In conclusion, the model correctly detected an aneurysm at the ascending aorta in the before AD event and provided indicators for a potential AD development; however, we cannot predict the timing of the occurring AD complication, nor whether surgical intervention would have altered the final outcome for the patient. The computational results indicated high WSS contours at the ascending aorta, which exceeded the normal range and could have influenced the development of the dissection. In this case, the patient was subject to a severe Type A AD, and this was for the first time investigated computationally based on CT scan data from before and after the dissection event. The pressure waveform results for the before-dissection event, when the patient was only subjected to an ascending aortic aneurysm based on the first CT scan, indicated similar trends for these waveforms at the ascending and descending aorta, which exceeded those for a healthy case. For the after-dissection CT scan data, these pressure waveforms showed different trends, such as the high systolic pressure for both false lumens at the ascending and descending aorta compared to the true lumen with different amplitudes. This outcome was observed at the different planes of the ascending and descending aorta, and the same outcome was observed at the aortic arch as well. Also, the OSI contours showed an elevation at the time of ascending aneurysm (before dissection), and then the elevation dropped at the location of the tear, causing the dissection. These outcomes warrant further investigation using the patient clinical boundary conditions for further statistical analysis to develop a map for the progression of this disease.

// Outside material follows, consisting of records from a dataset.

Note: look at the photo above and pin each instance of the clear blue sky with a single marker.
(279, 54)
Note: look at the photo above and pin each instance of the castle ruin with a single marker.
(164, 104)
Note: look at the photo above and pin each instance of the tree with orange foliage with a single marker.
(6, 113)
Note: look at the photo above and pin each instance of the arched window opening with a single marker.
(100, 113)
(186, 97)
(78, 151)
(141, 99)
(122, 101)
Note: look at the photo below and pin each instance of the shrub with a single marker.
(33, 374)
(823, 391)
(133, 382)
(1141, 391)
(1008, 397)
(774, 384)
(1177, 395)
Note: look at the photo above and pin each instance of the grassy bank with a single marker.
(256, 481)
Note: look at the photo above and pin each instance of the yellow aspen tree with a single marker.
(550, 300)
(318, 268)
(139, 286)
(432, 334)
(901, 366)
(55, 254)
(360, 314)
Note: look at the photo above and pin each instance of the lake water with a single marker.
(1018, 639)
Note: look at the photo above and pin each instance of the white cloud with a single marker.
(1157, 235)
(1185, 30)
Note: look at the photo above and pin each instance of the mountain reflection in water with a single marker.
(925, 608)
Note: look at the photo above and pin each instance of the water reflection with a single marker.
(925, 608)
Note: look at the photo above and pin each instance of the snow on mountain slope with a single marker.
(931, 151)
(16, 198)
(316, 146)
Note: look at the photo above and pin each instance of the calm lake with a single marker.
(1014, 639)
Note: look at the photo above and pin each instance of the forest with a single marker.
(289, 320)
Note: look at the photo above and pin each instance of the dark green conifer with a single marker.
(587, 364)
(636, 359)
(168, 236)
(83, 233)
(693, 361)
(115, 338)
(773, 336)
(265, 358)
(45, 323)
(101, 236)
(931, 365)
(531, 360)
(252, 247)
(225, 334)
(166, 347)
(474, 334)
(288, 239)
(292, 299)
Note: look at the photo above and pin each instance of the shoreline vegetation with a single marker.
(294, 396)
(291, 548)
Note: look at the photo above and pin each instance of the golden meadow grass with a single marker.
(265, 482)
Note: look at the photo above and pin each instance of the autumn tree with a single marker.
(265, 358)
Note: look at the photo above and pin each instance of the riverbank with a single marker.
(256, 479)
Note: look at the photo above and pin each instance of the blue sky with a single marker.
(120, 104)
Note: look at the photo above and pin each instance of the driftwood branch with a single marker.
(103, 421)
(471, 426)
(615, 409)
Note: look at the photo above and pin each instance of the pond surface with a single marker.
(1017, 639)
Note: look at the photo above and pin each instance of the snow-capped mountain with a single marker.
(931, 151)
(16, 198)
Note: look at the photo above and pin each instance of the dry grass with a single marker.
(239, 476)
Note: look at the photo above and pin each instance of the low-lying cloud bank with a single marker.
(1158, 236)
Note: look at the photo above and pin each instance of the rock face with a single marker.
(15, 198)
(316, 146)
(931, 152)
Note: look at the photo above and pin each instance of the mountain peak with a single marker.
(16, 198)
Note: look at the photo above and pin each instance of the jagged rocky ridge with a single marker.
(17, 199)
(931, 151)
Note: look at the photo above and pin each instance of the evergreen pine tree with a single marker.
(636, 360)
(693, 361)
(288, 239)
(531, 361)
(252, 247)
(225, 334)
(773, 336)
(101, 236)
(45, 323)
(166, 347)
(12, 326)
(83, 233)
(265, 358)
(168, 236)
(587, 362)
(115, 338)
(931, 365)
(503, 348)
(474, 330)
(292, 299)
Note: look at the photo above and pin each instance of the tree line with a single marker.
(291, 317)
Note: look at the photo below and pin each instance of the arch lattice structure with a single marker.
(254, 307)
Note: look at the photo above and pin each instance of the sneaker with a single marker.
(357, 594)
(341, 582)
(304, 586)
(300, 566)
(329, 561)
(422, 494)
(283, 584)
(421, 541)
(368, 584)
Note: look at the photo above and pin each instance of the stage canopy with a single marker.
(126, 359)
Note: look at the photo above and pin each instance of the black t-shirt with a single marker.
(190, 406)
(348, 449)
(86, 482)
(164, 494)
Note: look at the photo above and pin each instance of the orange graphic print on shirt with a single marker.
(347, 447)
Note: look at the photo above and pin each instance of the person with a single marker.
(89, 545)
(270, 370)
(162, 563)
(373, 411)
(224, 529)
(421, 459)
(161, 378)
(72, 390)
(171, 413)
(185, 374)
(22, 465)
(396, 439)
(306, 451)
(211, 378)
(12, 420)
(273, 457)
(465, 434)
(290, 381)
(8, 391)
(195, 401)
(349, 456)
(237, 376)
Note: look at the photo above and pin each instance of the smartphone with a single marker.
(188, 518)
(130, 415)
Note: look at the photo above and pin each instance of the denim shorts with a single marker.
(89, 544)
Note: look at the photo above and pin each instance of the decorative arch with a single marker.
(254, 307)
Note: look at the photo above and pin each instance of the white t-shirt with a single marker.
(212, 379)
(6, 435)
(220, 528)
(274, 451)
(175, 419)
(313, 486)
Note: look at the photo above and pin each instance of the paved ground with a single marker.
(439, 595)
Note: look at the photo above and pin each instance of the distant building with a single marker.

Further verification of the current results is required, particularly through replication of this analysis with a larger sample size of patients. Additionally, acquiring follow-up CT scans will be crucial in developing a clinical tool for the effective management of patients presenting with AD. Future research should also focus on exploring the utility of CFD in predicting the prognosis of false lumen thrombosis and aneurysmal dilatation of the aorta based on structural and hemodynamic parameters.

Once validated with a larger cohort of patients and comprehensive follow-up data, the developed approach and computational framework have the potential to assist clinicians and contribute to the early detection of AD evolution and the prevention of fatal outcomes, such as wall rupture.